The benchmark reports one row per (length, dtype, operation). np, bn, and imc are median elapsed microseconds for NumPy, Bottleneck, and imcombiners. np/imc and bn/imc are speedup factors for imc: values above 1 mean imc is faster than that comparison path, and values below 1 mean imc is slower. float64 is the more typical general NumPy workload; float32 remains important for image stacks and CCD pipelines.

Every generated benchmark vector contains NaNs. The compared functions are the NaN-aware variants: np.nan*, bn.nan*, and the _1d imcombiners kernels. Timing columns use {:.2f} microseconds.
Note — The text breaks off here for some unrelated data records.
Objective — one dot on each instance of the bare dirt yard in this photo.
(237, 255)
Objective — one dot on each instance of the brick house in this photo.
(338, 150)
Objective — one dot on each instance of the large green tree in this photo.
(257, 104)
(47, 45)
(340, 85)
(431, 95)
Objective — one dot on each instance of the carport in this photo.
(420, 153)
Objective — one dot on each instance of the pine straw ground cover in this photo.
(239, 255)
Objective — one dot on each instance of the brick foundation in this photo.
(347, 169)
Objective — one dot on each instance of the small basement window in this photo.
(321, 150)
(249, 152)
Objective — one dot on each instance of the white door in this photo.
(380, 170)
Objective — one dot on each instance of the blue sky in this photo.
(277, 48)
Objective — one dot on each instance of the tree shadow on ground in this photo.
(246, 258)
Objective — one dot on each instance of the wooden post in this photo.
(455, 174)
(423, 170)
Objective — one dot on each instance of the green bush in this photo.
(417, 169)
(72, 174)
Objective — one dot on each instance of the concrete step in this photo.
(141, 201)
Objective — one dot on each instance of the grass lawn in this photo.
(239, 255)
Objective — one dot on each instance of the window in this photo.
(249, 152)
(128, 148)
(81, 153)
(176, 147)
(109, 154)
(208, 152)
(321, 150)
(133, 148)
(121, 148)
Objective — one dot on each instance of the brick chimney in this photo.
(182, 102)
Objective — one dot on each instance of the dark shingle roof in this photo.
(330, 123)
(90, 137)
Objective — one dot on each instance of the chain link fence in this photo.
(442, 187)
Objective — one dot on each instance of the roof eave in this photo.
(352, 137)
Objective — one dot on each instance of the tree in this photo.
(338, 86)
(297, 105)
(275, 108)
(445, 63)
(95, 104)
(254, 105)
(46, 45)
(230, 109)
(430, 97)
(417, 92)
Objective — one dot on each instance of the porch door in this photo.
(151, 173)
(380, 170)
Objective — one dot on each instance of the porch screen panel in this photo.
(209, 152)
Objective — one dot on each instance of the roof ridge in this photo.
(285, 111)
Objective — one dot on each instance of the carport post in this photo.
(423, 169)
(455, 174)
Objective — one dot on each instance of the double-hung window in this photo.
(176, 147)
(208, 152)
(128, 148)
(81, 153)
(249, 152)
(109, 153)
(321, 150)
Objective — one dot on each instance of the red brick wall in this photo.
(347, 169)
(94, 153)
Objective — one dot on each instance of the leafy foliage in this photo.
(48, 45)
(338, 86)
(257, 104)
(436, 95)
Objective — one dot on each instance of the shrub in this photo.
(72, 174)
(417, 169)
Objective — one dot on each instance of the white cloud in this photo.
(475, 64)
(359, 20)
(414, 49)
Speedup columns use {:.1f}x.

length dtype op np (us) bn (us) imc (us) np/imc bn/imc
10^2 float64 mean 4.04 0.15 0.14 29.1x 1.1x
10^2 float64 median 6.27 0.20 0.31 20.1x 0.7x
10^2 float64 sum 1.69 0.15 0.14 12.0x 1.0x
10^2 float64 min 1.51 0.09 0.13 11.5x 0.7x
10^2 float64 max 1.49 0.09 0.13 11.7x 0.7x
10^2 float64 var 8.98 0.29 0.17 52.0x 1.7x
10^4 float64 mean 11.24 11.14 2.88 3.9x 3.9x
10^4 float64 median 30.60 14.51 15.94 1.9x 0.9x
10^4 float64 sum 6.81 12.53 2.99 2.3x 4.2x
10^4 float64 min 2.11 5.05 1.33 1.6x 3.8x
10^4 float64 max 2.21 5.17 1.39 1.6x 3.7x
10^4 float64 var 26.82 24.73 3.52 7.6x 7.0x
10^7 float64 mean 6316.96 11306.96 2848.58 2.2x 4.0x
10^7 float64 median 56071.50 52099.04 17486.00 3.2x 3.0x
10^7 float64 sum 4798.46 11374.21 2852.79 1.7x 4.0x
10^7 float64 min 840.62 4499.88 368.04 2.3x 12.2x
10^7 float64 max 856.88 4594.58 357.67 2.4x 12.8x
10^7 float64 var 16004.79 24882.92 3500.87 4.6x 7.1x
10^2 float32 mean 5.08 0.15 0.12 43.5x 1.2x
10^2 float32 median 7.20 0.21 0.29 24.6x 0.7x
10^2 float32 sum 1.70 0.15 0.12 14.3x 1.2x
10^2 float32 min 1.51 0.08 0.10 14.8x 0.8x
10^2 float32 max 1.47 0.08 0.11 14.0x 0.7x
10^2 float32 var 9.93 0.28 0.14 68.9x 2.0x
10^4 float32 mean 11.76 11.25 2.91 4.0x 3.9x
10^4 float32 median 31.05 14.63 15.84 2.0x 0.9x
10^4 float32 sum 5.52 11.36 2.86 1.9x 4.0x
10^4 float32 min 1.73 4.57 1.19 1.5x 3.8x
10^4 float32 max 1.68 4.47 1.19 1.4x 3.8x
10^4 float32 var 24.93 24.82 2.89 8.6x 8.6x
10^7 float32 mean 5466.42 12166.38 2999.17 1.8x 4.1x
10^7 float32 median 68780.25 67508.33 14898.29 4.6x 4.5x
10^7 float32 sum 3471.17 11381.50 2854.54 1.2x 4.0x
10^7 float32 min 410.62 4545.87 220.29 1.9x 20.6x
10^7 float32 max 449.17 4585.04 194.96 2.3x 23.5x
10^7 float32 var 13546.38 24994.04 2873.79 4.7x 8.7x

imc is generally very fast, and often faster than both NumPy and Bottleneck. Thus, if the user has already loaded imc, less reason to import Bottleneck for faster NaN-aware reductions.

Fast variance calculation implies why imc is optimal for sigma-clip style rejections.